News & Events

Alliance Community Hospital establishes CPAP support group

January 12, 2012

By Shannon Harsh, The Review, published January 10, 2012

Using a CPAP machine to treat obstructive sleep apnea can be a difficult adjustment for people, but it is necessary to avoid further health problems or even death. To help assure patients are getting the help they need to be comfortable, Alliance Community Hospital is now offering a CPAP support group.

CPAP -- which stands for continuous positive airway pressure -- is a special apparatus that involves a mask connected by a tube to a small machine that uses increased air pressure to make sure you don't stop breathing during the night, which is exactly what happens when you have sleep apnea.

Chuck Moore, senior polysomongraphic technician and respiratory therapist at ACH, said people can stop breathing more than 100 times a night without even knowing it. "If you leave it go untreated, you can develop heart disease, high blood pressure, diabetes. It's a vicious cycle," he noted. "And some people have actually died of massive heart attacks in the middle of the night because of sleep apnea."

Moore said some of the symptoms of sleep apnea are snoring, daytime sleepiness and falling asleep at inappropriate times. He said risk factors include having a large neck size, family history, enlarged tonsils and obesity.

Those who are at risk or are showing symptoms can be diagnosed by getting a sleep study, during which the amount of episodes a person stops breathing is monitored during a six-hour period. Moore said patients may be diagnosed with mild (five to 15 episodes per hour), moderate (15 to 30 per hour) or severe sleep apnea (more than 30 per hour). He said he has tested patients who have stopped breathing between 400 and 600 times a night in the very serious cases.

Those who are diagnosed can be fit with a mask and set up with a CPAP machine to help the condition, but Moore admitted the thought of it is sometimes difficult for people. "You have people that come in that are very apprehensive about it, but the key is to reassure them, get them fitted with the right mask and acclimate them to the pressure."

Moore said reassurance is a big key, which is why they have decided to create the support group. He said it was the idea of Mary White, a nurse and registered sleep technician. "She said really we need to have better follow-up with our patients," he recalled. "And just to do this would be a step in the right direction and help us provide outreach to the community and make a forum to have people come in and discuss any problems that they would have."

The idea of the group is to allow patients to come in and meet to discuss any problems they may be experiencing. Moore said it would also give them chance to check on how things are going.
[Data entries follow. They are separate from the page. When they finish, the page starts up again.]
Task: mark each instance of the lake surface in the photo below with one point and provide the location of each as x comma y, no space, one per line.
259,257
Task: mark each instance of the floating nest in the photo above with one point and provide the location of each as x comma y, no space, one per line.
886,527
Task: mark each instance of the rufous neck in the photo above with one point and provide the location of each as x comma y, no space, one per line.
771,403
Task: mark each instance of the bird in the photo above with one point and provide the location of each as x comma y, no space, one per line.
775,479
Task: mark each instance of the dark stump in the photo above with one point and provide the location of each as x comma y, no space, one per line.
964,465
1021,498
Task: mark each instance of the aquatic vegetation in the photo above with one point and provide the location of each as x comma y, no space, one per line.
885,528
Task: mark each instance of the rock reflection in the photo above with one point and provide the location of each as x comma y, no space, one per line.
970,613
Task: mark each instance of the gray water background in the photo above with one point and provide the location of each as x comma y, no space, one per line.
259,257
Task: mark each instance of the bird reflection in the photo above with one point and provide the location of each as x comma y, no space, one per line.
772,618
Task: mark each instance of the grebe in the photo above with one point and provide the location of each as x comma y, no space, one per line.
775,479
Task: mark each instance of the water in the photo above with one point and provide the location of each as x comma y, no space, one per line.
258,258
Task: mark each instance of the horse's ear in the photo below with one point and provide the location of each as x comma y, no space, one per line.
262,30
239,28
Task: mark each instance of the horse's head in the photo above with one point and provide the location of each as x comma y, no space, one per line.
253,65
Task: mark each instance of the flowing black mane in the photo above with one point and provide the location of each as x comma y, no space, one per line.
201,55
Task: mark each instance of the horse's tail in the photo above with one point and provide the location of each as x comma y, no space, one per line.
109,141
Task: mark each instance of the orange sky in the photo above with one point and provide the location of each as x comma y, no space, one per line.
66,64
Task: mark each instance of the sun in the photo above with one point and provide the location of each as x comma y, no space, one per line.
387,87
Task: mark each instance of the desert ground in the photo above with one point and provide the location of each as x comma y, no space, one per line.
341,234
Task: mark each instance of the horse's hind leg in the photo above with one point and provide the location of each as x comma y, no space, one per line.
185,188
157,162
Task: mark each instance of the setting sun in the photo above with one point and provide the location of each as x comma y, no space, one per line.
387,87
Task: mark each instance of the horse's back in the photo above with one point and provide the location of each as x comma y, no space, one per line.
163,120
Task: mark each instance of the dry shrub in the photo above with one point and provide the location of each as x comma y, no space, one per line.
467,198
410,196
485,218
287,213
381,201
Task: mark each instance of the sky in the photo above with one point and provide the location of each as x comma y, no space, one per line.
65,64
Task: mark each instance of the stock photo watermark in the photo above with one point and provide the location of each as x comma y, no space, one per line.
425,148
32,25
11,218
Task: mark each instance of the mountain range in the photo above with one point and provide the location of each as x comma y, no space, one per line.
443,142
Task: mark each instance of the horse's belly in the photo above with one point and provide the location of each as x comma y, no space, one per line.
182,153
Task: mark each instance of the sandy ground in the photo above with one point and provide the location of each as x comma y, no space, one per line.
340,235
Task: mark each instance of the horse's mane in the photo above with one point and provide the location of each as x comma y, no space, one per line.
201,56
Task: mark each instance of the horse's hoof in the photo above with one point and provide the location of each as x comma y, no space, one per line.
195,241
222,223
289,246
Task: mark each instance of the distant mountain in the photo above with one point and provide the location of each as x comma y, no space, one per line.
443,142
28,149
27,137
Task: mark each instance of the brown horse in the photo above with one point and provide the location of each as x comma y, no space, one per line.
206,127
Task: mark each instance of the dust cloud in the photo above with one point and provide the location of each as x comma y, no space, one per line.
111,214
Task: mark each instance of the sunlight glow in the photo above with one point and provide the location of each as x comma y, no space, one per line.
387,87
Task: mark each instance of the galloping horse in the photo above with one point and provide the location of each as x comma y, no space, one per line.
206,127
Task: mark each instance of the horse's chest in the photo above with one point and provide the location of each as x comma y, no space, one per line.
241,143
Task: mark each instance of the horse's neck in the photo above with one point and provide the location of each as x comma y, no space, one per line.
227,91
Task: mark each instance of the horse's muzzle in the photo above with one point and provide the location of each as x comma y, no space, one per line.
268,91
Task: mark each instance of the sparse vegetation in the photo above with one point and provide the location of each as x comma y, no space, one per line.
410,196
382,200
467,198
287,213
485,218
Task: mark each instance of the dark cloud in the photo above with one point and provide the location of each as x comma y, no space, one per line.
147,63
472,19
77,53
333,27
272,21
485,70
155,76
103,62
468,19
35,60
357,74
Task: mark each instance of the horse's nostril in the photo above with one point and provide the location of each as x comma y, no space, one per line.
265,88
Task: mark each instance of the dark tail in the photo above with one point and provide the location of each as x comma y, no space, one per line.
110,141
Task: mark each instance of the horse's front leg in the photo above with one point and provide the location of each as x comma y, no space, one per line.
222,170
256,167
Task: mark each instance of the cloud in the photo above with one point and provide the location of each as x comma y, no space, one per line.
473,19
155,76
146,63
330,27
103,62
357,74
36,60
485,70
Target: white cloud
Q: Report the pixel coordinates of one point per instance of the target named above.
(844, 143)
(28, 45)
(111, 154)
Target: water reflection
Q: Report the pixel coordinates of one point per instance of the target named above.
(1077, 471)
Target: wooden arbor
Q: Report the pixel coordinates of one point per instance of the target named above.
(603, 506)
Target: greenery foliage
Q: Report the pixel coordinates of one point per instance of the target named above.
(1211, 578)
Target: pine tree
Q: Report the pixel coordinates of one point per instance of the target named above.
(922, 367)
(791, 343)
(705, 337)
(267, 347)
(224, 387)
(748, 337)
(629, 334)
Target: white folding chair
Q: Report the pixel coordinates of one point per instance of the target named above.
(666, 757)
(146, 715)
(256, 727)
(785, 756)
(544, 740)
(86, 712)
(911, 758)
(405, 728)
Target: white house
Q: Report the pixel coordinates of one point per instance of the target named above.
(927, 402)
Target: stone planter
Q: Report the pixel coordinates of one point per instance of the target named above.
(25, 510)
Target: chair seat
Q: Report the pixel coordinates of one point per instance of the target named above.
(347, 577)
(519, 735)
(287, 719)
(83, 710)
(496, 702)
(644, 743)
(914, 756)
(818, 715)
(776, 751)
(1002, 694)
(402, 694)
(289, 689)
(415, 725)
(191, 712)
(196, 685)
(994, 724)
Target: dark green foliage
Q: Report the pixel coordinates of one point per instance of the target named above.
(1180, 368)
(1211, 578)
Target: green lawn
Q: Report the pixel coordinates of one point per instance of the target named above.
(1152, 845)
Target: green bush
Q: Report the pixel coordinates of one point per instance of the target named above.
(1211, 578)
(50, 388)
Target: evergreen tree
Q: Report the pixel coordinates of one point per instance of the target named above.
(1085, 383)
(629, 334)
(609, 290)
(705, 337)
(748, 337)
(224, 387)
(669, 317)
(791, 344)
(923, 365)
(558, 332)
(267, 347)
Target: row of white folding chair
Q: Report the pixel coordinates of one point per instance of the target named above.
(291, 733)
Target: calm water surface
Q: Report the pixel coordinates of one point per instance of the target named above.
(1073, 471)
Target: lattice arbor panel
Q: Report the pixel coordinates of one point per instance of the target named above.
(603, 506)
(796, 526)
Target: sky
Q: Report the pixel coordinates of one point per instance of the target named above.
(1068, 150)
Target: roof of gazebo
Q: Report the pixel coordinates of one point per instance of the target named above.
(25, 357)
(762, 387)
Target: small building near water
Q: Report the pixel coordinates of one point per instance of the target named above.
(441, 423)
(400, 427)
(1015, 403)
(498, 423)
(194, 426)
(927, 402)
"Once the patient has been tested here and they get the machine at home, that's not the end from our standpoint," he added. "We really want to see how that patient does at home. We don't want to see them fall between the cracks if they're having problems."

Moore said the biggest problems patients have are usually tolerating the pressure or issues with the mask, and he is hoping to help people deal with these problems so that they will continue with the treatment at home and not give up on it. "Compliance is the key at home for obstructive sleep apnea," he noted. "If those people are not wearing it at home, then it's not doing them a bit of good."

He admitted people sometimes have trouble getting comfortable wearing the mask while sleeping, but said it can be done. "The key is finding the right mask. If they get the appropriate mask that they're comfortable with, they'll be able to tolerate it," he said.

Moore is able to speak to patients not only as a professional, but also as a fellow patient. He said he actually was diagnosed with sleep apnea in the past and uses a CPAP every night. And he can speak of success of the CPAP that he has seen in his job. "The people that we've tested that have been on CPAP -- especially the severe sleep apnea patients -- the ones that get on CPAP, do not leave home without their machine," he said. "They swear by it."

Moore said even those who were not tested at ACH are welcome to attend the support group. The next meeting will be from 7 to 8 p.m. on Feb. 7 in Conference Room 3A at ACH. The meetings will be held quarterly, but may become monthly, depending on the turnout.

"I encourage the public -- the CPAP wearers -- to come in because this is their forum to tell us how they're doing and any problems that they have that we can help out with," Moore expressed. "We want to make sure that they're compliant, because if they're not, it's their health that's going to pay the price."